The majority correctly holds, however, that the reach of the statute may not be restricted temporally only to such situations. The clear language of § 1512(a)(1)(C) allows application of the statute's prohibitions to the prevention of communication relating to the "possible commission" of a federal offense. Nevertheless, such application does not relieve the prosecution of its burden to establish beyond a reasonable doubt that the killing or attempted killing was accomplished for the specific purpose of preventing communication about another crime to the authorities. If a killing or attempted killing were to coincide with the commission of the underlying offense, therefore, the government must establish through introduction of specific pieces of evidence a defendant's pre-existing intent to eliminate witnesses to his or her acts. In this case, the government quite simply has failed to satisfy the key evidentiary requirement that differentiates a § 1512(a)(1)(C) violation from any crime in which a defendant kills or attempts to kill the crime victim.

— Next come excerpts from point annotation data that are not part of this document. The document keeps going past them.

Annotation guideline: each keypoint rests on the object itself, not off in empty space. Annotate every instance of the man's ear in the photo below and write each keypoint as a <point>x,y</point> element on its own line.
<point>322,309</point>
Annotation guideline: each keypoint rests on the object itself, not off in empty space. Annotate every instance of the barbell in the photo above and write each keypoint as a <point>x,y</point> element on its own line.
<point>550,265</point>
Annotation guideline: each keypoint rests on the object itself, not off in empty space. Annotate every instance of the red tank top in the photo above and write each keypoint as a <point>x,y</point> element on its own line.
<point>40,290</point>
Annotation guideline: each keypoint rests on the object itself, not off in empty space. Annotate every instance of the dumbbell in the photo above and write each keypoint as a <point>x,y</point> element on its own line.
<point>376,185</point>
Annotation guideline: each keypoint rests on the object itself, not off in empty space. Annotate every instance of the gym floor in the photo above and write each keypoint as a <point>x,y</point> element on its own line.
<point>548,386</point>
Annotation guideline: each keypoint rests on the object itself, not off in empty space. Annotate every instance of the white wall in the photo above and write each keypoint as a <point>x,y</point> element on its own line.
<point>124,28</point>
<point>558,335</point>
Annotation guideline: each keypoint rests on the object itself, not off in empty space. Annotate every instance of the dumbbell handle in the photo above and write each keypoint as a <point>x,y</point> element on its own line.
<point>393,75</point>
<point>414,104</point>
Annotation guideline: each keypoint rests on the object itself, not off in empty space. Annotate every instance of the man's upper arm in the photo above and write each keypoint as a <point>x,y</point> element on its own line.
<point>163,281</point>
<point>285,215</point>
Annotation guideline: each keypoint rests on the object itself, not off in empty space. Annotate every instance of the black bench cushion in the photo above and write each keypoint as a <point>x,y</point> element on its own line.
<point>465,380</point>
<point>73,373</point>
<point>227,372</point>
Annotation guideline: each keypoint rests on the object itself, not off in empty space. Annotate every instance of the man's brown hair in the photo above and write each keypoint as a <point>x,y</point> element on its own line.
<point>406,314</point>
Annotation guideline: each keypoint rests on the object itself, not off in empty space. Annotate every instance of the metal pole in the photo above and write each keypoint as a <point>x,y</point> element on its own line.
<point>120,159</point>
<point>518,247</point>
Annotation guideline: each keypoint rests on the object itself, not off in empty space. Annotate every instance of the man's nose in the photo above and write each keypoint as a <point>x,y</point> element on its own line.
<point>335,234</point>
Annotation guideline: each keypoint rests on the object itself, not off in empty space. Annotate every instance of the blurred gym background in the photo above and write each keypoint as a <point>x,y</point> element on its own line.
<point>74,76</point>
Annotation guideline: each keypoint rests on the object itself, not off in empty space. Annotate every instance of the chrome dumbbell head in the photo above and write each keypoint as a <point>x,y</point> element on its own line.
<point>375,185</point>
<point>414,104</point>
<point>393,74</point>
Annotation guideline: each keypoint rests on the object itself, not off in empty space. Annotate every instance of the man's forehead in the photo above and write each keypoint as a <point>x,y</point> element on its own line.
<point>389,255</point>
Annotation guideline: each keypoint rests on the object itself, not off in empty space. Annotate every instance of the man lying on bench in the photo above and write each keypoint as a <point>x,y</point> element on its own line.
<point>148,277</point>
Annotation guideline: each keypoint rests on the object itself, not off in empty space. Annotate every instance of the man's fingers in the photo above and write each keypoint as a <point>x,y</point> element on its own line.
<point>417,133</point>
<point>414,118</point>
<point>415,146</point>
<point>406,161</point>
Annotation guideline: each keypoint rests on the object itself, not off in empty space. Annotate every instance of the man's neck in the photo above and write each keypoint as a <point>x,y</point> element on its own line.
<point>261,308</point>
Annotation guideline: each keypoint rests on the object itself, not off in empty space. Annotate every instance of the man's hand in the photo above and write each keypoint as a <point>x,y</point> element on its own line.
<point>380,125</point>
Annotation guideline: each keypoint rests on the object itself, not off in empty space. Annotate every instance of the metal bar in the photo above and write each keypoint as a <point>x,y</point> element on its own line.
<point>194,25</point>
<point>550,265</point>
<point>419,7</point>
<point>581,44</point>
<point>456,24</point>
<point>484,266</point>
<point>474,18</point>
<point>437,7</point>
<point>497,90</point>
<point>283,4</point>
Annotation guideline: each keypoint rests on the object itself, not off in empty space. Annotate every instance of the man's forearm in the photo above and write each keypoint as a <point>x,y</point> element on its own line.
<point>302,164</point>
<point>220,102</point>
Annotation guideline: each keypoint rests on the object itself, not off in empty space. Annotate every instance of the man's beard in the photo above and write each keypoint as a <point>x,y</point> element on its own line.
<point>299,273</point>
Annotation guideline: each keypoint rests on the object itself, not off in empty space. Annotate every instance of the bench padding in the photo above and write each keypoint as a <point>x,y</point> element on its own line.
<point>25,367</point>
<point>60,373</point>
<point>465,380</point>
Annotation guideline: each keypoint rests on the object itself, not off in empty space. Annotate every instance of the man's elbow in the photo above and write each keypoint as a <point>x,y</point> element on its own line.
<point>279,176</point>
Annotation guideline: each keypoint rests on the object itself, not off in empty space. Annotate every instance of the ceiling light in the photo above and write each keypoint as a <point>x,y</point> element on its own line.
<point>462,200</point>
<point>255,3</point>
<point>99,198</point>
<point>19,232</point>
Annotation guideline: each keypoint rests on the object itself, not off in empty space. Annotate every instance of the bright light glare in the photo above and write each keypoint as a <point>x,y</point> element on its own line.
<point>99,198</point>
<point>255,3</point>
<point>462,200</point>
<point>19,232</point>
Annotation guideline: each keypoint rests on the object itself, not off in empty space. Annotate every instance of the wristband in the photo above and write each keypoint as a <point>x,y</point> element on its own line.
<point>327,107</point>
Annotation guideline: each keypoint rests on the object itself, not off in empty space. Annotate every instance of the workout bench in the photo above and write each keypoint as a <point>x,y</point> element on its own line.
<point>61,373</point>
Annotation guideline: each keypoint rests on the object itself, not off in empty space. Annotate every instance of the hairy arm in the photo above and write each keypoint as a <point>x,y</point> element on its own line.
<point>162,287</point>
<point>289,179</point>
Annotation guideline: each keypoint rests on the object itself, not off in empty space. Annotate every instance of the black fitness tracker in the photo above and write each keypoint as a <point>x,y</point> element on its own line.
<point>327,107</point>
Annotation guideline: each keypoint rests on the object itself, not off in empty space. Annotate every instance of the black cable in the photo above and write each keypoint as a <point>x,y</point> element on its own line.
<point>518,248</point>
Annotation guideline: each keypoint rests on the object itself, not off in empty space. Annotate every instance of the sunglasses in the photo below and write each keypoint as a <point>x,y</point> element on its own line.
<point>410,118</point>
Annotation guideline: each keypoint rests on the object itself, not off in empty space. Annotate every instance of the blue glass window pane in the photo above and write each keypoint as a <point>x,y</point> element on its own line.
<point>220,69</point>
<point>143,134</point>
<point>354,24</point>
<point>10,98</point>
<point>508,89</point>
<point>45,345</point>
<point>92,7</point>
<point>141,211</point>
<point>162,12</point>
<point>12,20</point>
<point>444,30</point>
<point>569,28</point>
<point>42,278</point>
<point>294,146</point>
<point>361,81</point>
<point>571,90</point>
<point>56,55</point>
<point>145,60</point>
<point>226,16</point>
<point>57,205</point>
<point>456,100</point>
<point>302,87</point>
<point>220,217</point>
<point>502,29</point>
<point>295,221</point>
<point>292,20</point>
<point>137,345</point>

Without question, the killing of a crime victim prevents that individual from communicating with federal authorities about the commission or possible commission of a federal offense. It is not simply recognition of that axiomatic principle that is incorporated into the proscriptions of 18 U.S.C. § 1512(a)(1)(C), however. Instead, the statute requires proof that the defendant specifically intended to kill or to attempt to kill another person precisely to prevent such communication. The evidence adduced in this matter creates at least a reasonable doubt whether this critical element of the offense was established in Jefferson's killing of an innocent jewelry salesperson. The defendant's actions during and immediately after the robbery, his complete disregard for the presence of other witnesses to his crime, and the absence of any evidence of a pre-existing intent to silence such witnesses conclusively establish that the tragic murder of Elmus Gerald Simms was committed only to effectuate and facilitate the planned robbery and not to prevent reports of the offense. I thus dissent from the majority's opinion, which may be read as an attempt to bootstrap sympathy for an innocent victim and outrage at a callous crime into constitutionally sufficient evidence for a § 1512(a)(1)(C) conviction.
Given my belief that insufficient evidence was adduced to support a conviction for the crime charged in count 4 of the indictment, I would also hold that Jefferson's challenge to the legal sufficiency of that count of the charging document is now moot. In all other respects, I concur in the majority's analysis of the issues presented on appeal.